These unique properties could find application in drug delivery, microfluidic channels, and actuators. Smart hydrogel sensors are envisioned for continuous health monitoring due to their biocompatibility and sensitivity to, e.g., water acidity, that enlarges or shrinks the hydrogel. Embedded magnetic nanoparticles undergo a phase transition that can be detected without the need for electric wires into or out of the human body.
This project provides mentored research training and career development to graduate and undergraduate students and leverages institutional services to recruit underrepresented students. The principal investigator engages the science-curious public and high school students in the proposed research via existing university services, social media, local conferences, and National Science Foundation-funded outreach programs and integrates his findings into undergraduate and graduate courses.
Technical abstract
Magnetic order by disorder is a complex non-trivial phenomenon that governs the transition between a vanishing (superparamagnetic) and a stable (ferromagnetic) magnetization with long-range, quasi-long-range, or short-range order. This complexity is even larger in liquid systems that undergo a reversible transformation between paramagnetic ferrofluid and ferromagnetic liquid by the assembly and jamming of superparamagnetic nanoparticles on curved liquid-liquid interfaces.

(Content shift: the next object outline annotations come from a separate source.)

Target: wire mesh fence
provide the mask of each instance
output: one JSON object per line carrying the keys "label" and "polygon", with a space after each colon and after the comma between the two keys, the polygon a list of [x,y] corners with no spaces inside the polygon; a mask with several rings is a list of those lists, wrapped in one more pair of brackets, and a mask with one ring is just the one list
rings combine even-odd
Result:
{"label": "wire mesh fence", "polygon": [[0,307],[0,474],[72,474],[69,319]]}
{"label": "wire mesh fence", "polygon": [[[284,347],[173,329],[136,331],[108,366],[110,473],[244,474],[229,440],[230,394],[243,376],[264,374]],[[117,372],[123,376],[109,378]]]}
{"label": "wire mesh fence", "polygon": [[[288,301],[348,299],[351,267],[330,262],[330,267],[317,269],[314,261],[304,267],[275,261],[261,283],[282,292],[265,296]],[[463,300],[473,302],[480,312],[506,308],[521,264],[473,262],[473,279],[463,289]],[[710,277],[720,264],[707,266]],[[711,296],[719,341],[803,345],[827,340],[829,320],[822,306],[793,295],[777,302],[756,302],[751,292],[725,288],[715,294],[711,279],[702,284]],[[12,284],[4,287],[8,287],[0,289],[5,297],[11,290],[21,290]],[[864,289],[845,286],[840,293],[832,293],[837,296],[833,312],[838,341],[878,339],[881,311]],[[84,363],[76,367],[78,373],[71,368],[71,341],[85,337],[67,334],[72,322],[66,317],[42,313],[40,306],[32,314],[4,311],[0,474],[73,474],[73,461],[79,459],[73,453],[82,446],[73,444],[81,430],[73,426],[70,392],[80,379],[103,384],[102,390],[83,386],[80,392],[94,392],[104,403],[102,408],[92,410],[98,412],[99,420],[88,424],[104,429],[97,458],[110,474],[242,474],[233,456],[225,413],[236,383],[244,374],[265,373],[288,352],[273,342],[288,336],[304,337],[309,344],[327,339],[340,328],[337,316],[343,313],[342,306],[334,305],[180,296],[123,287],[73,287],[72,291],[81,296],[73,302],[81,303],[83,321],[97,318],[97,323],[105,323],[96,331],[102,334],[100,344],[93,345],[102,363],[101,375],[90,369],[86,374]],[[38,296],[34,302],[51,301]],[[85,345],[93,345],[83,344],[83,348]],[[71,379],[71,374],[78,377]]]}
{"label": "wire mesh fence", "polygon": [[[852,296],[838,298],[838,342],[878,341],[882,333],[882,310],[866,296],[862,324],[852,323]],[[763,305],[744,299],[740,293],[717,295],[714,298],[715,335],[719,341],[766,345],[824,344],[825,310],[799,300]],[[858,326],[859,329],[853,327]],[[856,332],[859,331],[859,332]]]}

The interfacial assembly is mediated by oppositely charged ligands that anchor the nanoparticles and reduce their electrostatic charge and spacing. The goal of this project is to determine design strategies for disordered ensembles of superparamagnetic nanostructures that combine reversible transformation between superparamagnetism and ferromagnetism with hard-magnetic properties.
The principal investigator accomplishes this by studying the relationship between structural short-range order and magnetic properties in the dried state using nanoparticle assemblies and lithographically patterned nanostructures with different degrees of disorder, symmetry, layer thickness, and spacing and applying these findings to ferromagnetic liquid droplets. Through coordinated experimental and numerical studies using micromagnetic Monte Carlo simulations, magnetometry, ferromagnetic resonance spectroscopy, and advanced x-ray and electron microscopies, the principal investigator corroborates or refutes the following three hypotheses: (1) Materials with increasing disorder favor a transition from ferromagnetism to non-collinear magnetization to superparamagnetism that is delayed in anisotropic arrangements; (2) Structural short-range order governing magnetic order can be inferred from macroscopic properties; and (3) In-field assembly and jamming of nanoparticles at liquid-liquid interfaces enable nanopatterning of the surfactants with an enhanced remanent magnetization and coercive field.
This award reflects NSF's statutory mission and has been deemed worthy of support through evaluation using the Foundation's intellectual merit and broader impacts review criteria.